The hedgehog syndrome is hitting office workers, under managers, labourers in fact anyone who has been unfortunate enough to experience stress through the mean minded, unfeeling and totally unreasonable attitude of a boss who is quite simply a CORPORATE BULLY.
If you wrote of all the cases of corporate bullying in New Zealand business circles, I have no doubt you would fill a volume the size of war and peace. It is a culture that at first I put down to our current economic climate but have since realised that most corporate bully’s have been trained to be just that.
The Bank Finance officer, dedicated to his job and appreciated by his established clientele, is attacked by a new Bank Manager; who actually has no idea of the officer’s excellent record. The result, a stressed worker who has gone from a willing employee to a hedgehog; whose fellow workers have no idea why there is such a change in their colleague. The stress is so debilitating his whole family suffers, his home life is affected to such a degree they all become stressed.
A policeman is put down in front of his colleagues, a local council employee is battling with human resources department who have run rough shod over them, ‘and if you don’t like it, you know what you can do.’ Or the favourite put- down, ‘there are plenty of people ready to take your job.’
Ten years ago I was fortunate enough to obtain a management position in a large Auckland company. I was to train and work with sixty agents; dream job, great salary, long hours.
The Company owner, my new boss insisted that I do not mix with these agents, he considered them to be beneath management. I understood the reason for his insistence but did not adhere to it; in fact a few of the ‘underlings’ became very good friends. What is so wrong about communicating with the people a rung or two below you on the corporate ladder? Have we not all been there?

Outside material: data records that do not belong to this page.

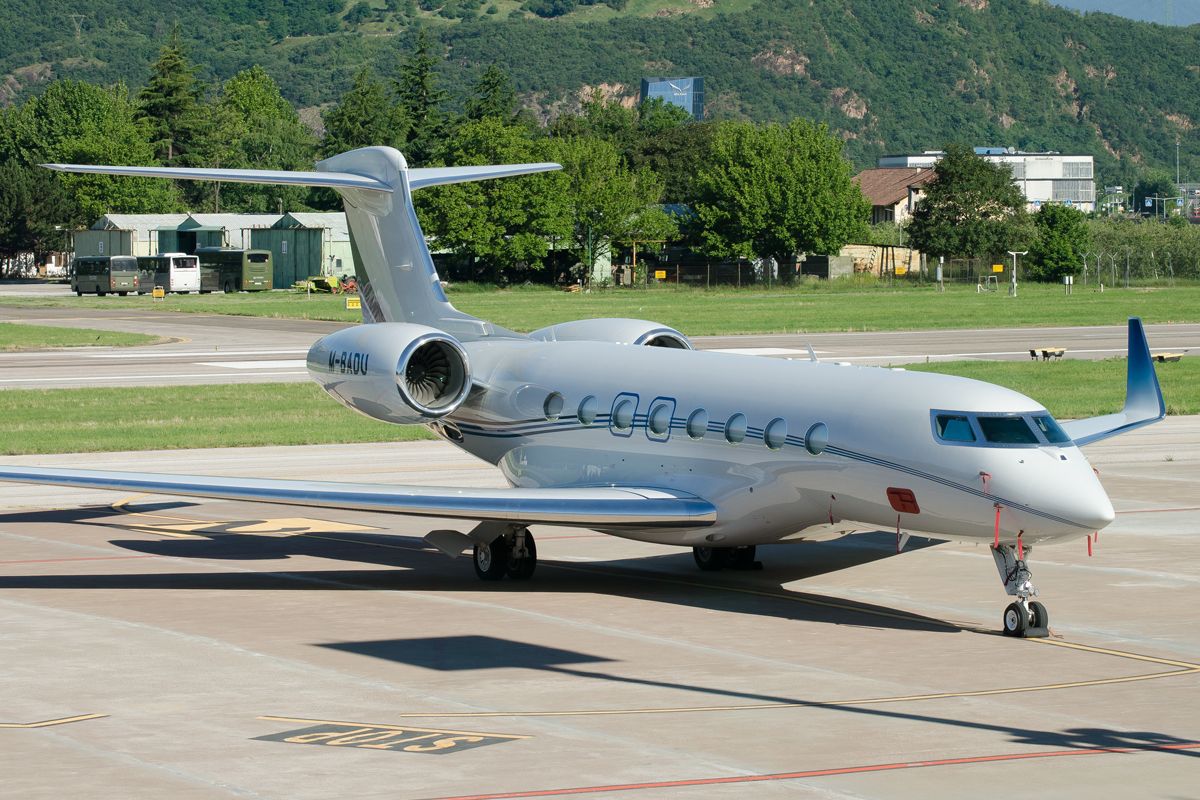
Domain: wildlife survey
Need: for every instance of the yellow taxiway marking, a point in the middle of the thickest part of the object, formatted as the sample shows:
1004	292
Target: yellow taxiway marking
394	727
47	723
186	528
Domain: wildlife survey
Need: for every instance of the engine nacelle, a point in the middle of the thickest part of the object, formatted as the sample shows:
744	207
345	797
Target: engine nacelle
619	331
396	372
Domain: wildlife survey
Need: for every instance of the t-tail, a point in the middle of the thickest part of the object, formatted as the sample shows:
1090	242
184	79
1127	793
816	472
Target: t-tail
395	274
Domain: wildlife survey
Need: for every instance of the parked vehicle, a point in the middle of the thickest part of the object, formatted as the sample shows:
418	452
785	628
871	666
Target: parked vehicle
101	275
235	270
175	272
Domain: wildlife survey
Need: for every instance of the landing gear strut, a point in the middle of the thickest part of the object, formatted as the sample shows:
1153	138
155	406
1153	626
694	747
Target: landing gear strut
712	559
1023	618
514	553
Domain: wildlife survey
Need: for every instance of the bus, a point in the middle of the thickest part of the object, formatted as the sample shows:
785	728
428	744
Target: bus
175	272
102	274
235	270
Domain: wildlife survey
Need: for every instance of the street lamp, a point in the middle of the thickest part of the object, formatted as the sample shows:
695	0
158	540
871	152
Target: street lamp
1014	253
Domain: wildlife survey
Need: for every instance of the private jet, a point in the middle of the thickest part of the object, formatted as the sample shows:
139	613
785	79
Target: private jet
623	427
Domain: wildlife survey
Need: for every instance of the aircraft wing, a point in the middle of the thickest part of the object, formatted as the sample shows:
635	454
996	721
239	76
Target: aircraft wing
1144	397
600	507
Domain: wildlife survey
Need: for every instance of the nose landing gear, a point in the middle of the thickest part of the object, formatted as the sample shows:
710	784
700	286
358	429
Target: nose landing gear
1023	618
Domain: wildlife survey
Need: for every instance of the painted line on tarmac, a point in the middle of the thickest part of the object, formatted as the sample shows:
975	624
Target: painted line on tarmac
47	723
147	377
832	771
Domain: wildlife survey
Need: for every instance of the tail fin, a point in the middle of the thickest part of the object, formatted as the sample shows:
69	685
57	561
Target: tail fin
395	272
1144	397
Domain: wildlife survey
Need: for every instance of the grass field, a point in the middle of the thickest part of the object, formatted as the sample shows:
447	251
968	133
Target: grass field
828	306
166	417
90	420
17	336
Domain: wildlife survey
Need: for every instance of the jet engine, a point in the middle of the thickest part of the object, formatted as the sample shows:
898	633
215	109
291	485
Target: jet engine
618	331
396	372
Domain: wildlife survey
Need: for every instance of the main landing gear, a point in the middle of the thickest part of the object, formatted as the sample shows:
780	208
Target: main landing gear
1023	618
711	559
513	553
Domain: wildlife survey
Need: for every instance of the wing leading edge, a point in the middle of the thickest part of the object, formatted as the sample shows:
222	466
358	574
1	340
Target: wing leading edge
600	507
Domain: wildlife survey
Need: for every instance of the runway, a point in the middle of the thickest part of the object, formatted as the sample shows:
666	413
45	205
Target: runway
157	647
211	349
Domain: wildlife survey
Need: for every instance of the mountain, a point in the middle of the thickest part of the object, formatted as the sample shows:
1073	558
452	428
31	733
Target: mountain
888	76
1164	12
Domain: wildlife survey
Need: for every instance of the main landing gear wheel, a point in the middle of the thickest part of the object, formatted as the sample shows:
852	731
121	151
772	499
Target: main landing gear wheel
1023	618
513	553
492	560
712	559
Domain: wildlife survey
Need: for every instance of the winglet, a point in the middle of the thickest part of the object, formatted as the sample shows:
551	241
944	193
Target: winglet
1144	397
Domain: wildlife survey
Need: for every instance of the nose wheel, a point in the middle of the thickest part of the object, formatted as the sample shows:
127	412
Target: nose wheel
1024	618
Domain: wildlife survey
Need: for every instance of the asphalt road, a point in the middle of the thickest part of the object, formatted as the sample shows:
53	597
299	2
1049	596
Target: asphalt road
156	647
213	349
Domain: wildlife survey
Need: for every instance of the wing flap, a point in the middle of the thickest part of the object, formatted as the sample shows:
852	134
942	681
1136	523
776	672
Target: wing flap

The truth of it all is that corporate bullying is leading to a lot of good people getting shafted. I can hear some saying, ‘tough it out, get real, the boss is tough and that is why he is the employer and you are the employee’. Actually I have owned my own business employed a number of people and know that fairness and integrity was the mainstay of our good worker/ boss relationship. Which brings me back to our prickly friend under the electric fence; you have trouble toughing things out when you are caught up in the ‘hedgehog syndrome’.
It may be that the managers and corporate bosses of today have been watching too much Gordon Ramsey. They think that the best way to handle underlings, most of whom have had far more experience than they, is to bully, cajole or ball out in front of other workers or simply write them a letter that has the effect of stripping every vestige of dignity from their battered lives and stresses them to the point of handing in their notice or seeking an advocate to fight on their behalf.
You have now been introduced to New Zealand’s corporate bullying culture. It is turning employees against their bosses, destroying marriages and upsetting kids. Furthermore, it is affecting the profitability of businesses and the smooth running of essential services.